First, load the hyperparam_search
function from the tuning
module.
from popfinder.tuning import hyperparam_search
Next, decide which hyperparameters you would like to search over. You can choose values for the number of epochs, the learning rate, the dropout proportion, and the batch size.
epoch_options = [10, 20, 30]
learning_options = [0.001, 0.01, 0.1]
dropout_options = [0.1, 0.2, 0.3]
batch_options = [32, 64, 128]
Then, run the hyperparam_search
function. This function requires an instance of the PopClassifier
class, and the hyperparameters you would like to search over. The function will return a dataframe of performance metrics for each combination of hyperparameters. If you would like to perform a random search instead of a grid search, you can set the trials
argument to the number of random combinations of hyperparameters you would like to try.
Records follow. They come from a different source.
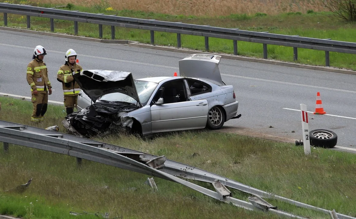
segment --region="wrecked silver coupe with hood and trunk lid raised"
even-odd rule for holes
[[[63,121],[89,137],[131,130],[141,136],[189,129],[220,129],[239,118],[234,87],[221,80],[221,56],[193,54],[179,61],[179,76],[134,80],[130,72],[83,70],[77,112]]]

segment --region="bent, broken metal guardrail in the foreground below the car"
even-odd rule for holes
[[[273,207],[261,198],[264,197],[274,198],[299,207],[317,210],[329,215],[335,215],[335,211],[332,212],[330,210],[280,197],[278,195],[273,195],[220,175],[210,173],[187,164],[169,160],[165,156],[157,157],[152,154],[112,144],[106,144],[87,138],[72,136],[70,134],[58,133],[56,131],[0,120],[0,142],[4,142],[5,151],[9,150],[8,144],[11,143],[49,152],[66,154],[77,157],[77,159],[87,159],[131,170],[137,173],[152,175],[154,177],[183,184],[200,193],[208,195],[211,198],[215,198],[226,203],[232,203],[237,207],[248,210],[263,209],[281,216],[303,218],[278,210],[276,207]],[[212,183],[216,191],[206,189],[181,178]],[[225,186],[255,195],[256,197],[249,197],[248,200],[250,202],[232,198],[231,192]],[[340,219],[356,219],[340,213],[336,213],[336,216]]]

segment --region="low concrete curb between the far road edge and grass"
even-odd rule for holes
[[[0,30],[8,30],[8,31],[16,31],[16,32],[24,32],[30,34],[38,34],[38,35],[45,35],[45,36],[54,36],[54,37],[62,37],[67,39],[74,39],[74,40],[84,40],[90,42],[101,42],[107,44],[128,44],[130,47],[138,47],[144,49],[154,49],[154,50],[161,50],[161,51],[169,51],[169,52],[179,52],[179,53],[186,53],[186,54],[194,54],[194,53],[210,53],[198,50],[187,50],[187,49],[179,49],[177,47],[168,47],[168,46],[156,46],[150,44],[142,44],[136,41],[131,40],[103,40],[103,39],[96,39],[90,37],[83,37],[83,36],[73,36],[67,34],[57,34],[52,32],[43,32],[43,31],[35,31],[35,30],[27,30],[27,29],[20,29],[20,28],[13,28],[13,27],[4,27],[0,26]],[[302,68],[308,70],[316,70],[316,71],[325,71],[325,72],[333,72],[333,73],[340,73],[340,74],[347,74],[347,75],[356,75],[356,71],[352,70],[344,70],[339,68],[332,68],[332,67],[323,67],[323,66],[312,66],[312,65],[302,65],[298,63],[290,63],[290,62],[282,62],[276,60],[268,60],[268,59],[261,59],[261,58],[250,58],[245,56],[235,56],[235,55],[224,55],[214,53],[216,55],[221,55],[222,58],[230,59],[230,60],[239,60],[239,61],[247,61],[247,62],[257,62],[269,65],[278,65],[278,66],[286,66],[286,67],[294,67],[294,68]]]

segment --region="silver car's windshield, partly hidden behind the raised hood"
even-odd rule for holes
[[[145,106],[150,99],[152,92],[156,89],[158,83],[150,81],[140,81],[134,80],[135,86],[137,89],[138,97],[143,106]],[[120,102],[129,102],[136,105],[137,101],[130,96],[127,96],[123,93],[108,93],[101,96],[98,100],[104,101],[120,101]]]

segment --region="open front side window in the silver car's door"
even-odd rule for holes
[[[155,104],[159,98],[163,98],[163,104],[187,101],[184,81],[174,80],[164,83],[158,89],[152,104]]]

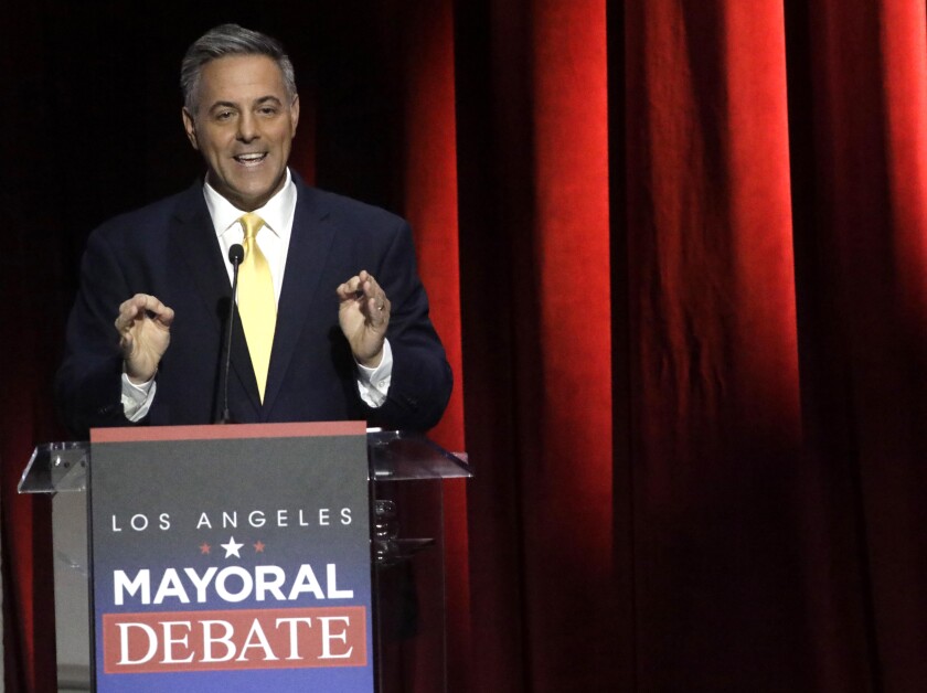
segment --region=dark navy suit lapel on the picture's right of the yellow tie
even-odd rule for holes
[[[302,184],[296,175],[294,179],[297,184],[296,213],[292,220],[284,286],[277,307],[277,329],[274,333],[270,372],[267,376],[265,412],[271,409],[274,399],[284,383],[309,314],[307,306],[312,303],[317,291],[330,290],[333,297],[335,289],[335,287],[319,286],[334,239],[334,228],[328,221],[327,210],[317,203],[312,189]],[[332,310],[337,310],[333,298]]]

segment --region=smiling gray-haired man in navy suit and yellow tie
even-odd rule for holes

classifier = PopClassifier(data_object)
results = hyperparam_search(classifier, cv_splits=5, learning_rate=learning_options,
dropout_prop=dropout_options, batch_size=batch_options,
epochs=epoch_options)
Depending on the metric you would like to use to choose your model hyperparameters, you can search the dataframe for the best hyperparameters. For example, if you would like to choose the hyperparameters that maximize the Matthews Correlation Coefficient (MCC), you can use the following code.
best_hyperparams = results.loc[results['valid_mcc'].idxmax()]
Finally, you are ready to train your model!
classifier.train(epochs=best_hyperparams['epochs'],
learning_rate=best_hyperparams['learning_rate'],
dropout_prop=best_hyperparams['dropout_prop'],
batch_size=best_hyperparams['batch_size'])
You can also run popfinder
from the command line. To run the classifier from the command line, run the pop_classifier
function. For a full list of methods and arguments for each function, run the --help
command.
pop_classifier --help
The general workflow for using the command line version of popfinder
is similar to using it in the Python IDE. At each step below, the updated model is loaded from and saved to the output_folder
. If no output_folder
is given, then a folder called `` will be created in the current working directory and all outputs will be saved to this folder.
- Load the data.
pop_classifier --load_data --genetic_data="tests/test_data/test.vcf" --sample_data="tests/test_data/testNA.txt"
- Train the model.
pop_classifier --train
- Evaluate the model on the test dataset.
pop_classifier --test
- Perform population assignment with the trained/tested model.
pop_classifier --assign
The output folder will contain results files, such as model evaluation statistics and a dataframe of sample population assignments. You can also generate plots based on the model results that will be saved to the output folder, such as the following:
pop_classifier --plot_assignment
A reference containing all the available classes and methods for popfinder
can be found on the documentation website.